With a single behemoth purchase, Comcast is creating a dominant force in American entertainment and presenting federal regulators with an equally outsized quandary: How should they handle a conglomerate that promises to improve cable TV and Internet service to millions of homes but also consolidates unprecedented control of what viewers watch and download?
Comcast, which was already the nation’s No. 1 pay TV and Internet provider, says its $45.2 billion purchase of Time Warner Cable will provide faster, more reliable service to more customers and save money on TV programming costs.
If the acquisition is approved, Comcast will serve some 30 million pay TV customers and 32 million Internet subscribers. In Tarrant County, Time Warner serves Arlington, Bedford, Colleyville, Dalworthington Gardens, Euless, Grand Prairie and Grapevine while Comcast does not currently serve North Texas.

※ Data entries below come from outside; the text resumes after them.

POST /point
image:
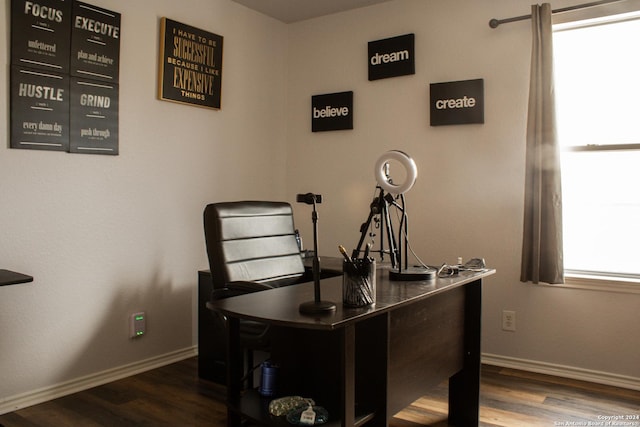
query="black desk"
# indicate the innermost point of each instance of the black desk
(365, 364)
(211, 351)
(8, 277)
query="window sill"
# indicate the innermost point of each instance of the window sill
(599, 283)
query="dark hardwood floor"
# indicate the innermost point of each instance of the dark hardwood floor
(174, 396)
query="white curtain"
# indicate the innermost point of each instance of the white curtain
(542, 239)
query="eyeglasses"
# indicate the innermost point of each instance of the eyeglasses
(474, 264)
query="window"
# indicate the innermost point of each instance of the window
(597, 79)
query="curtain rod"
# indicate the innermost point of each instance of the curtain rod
(495, 22)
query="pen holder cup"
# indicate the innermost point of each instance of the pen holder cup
(359, 282)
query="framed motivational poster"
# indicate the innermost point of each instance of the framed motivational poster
(190, 65)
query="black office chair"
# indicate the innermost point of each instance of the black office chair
(251, 247)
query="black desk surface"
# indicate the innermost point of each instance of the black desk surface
(280, 306)
(12, 278)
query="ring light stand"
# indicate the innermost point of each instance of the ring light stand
(380, 206)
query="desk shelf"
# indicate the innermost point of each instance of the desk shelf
(255, 408)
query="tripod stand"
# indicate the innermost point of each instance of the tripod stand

But industry watchdogs say the deal will give the company too much power and ultimately raise the price of high-speed connections.
“How much power over content do we want a single company to have?” said Bert Foer, president of the American Antitrust Institute, a Washington-based consumer interest group.
The all-stock deal approved by the boards of both companies trumps a proposal from Charter Communications to buy Time Warner Cable for about $38 billion. It also represents another giant expansion following Comcast’s $30 billion purchase of NBCUniversal, operator of networks like NBC, Bravo and USA, which was completed last March.
Comcast says it will continue to operate under conditions the government imposed when it approved that transaction, including a requirement that it provide standalone Internet service and that it make programming available without discrimination to other providers, including online video providers. However, those conditions expire in 2018, and Comcast CEO Brian Roberts was not prepared to voluntarily extend those into the future during a conference call with journalists.
“Those Internet conditions would apply on Day One,” he said. “How long that goes is not something I want to speculate on, but many years at the very minimum.”
Roberts argued that the cable industry has been losing subscribers for the last decade because of increased competition from satellite TV providers such as DirecTV and Dish and telecom companies like AT&T and Verizon. Despite gaining subscribers in the final quarter of last year, the forecast is to lose more in 2014.
“It’s a very competitive business,” he said. “That being said, we’ve expanded for consumers their capabilities and access to content in remarkable ways.”
The deal is expected to close by the end of the year, pending shareholder and regulatory approvals.
Shares of Time Warner Cable jumped 7 percent, or $9.46, to $144.77 Thursday morning after the deal was announced, while broader trading indexes slipped less than 1 percent. Comcast shares fell more than 3 percent, or $1.74, to $53.50.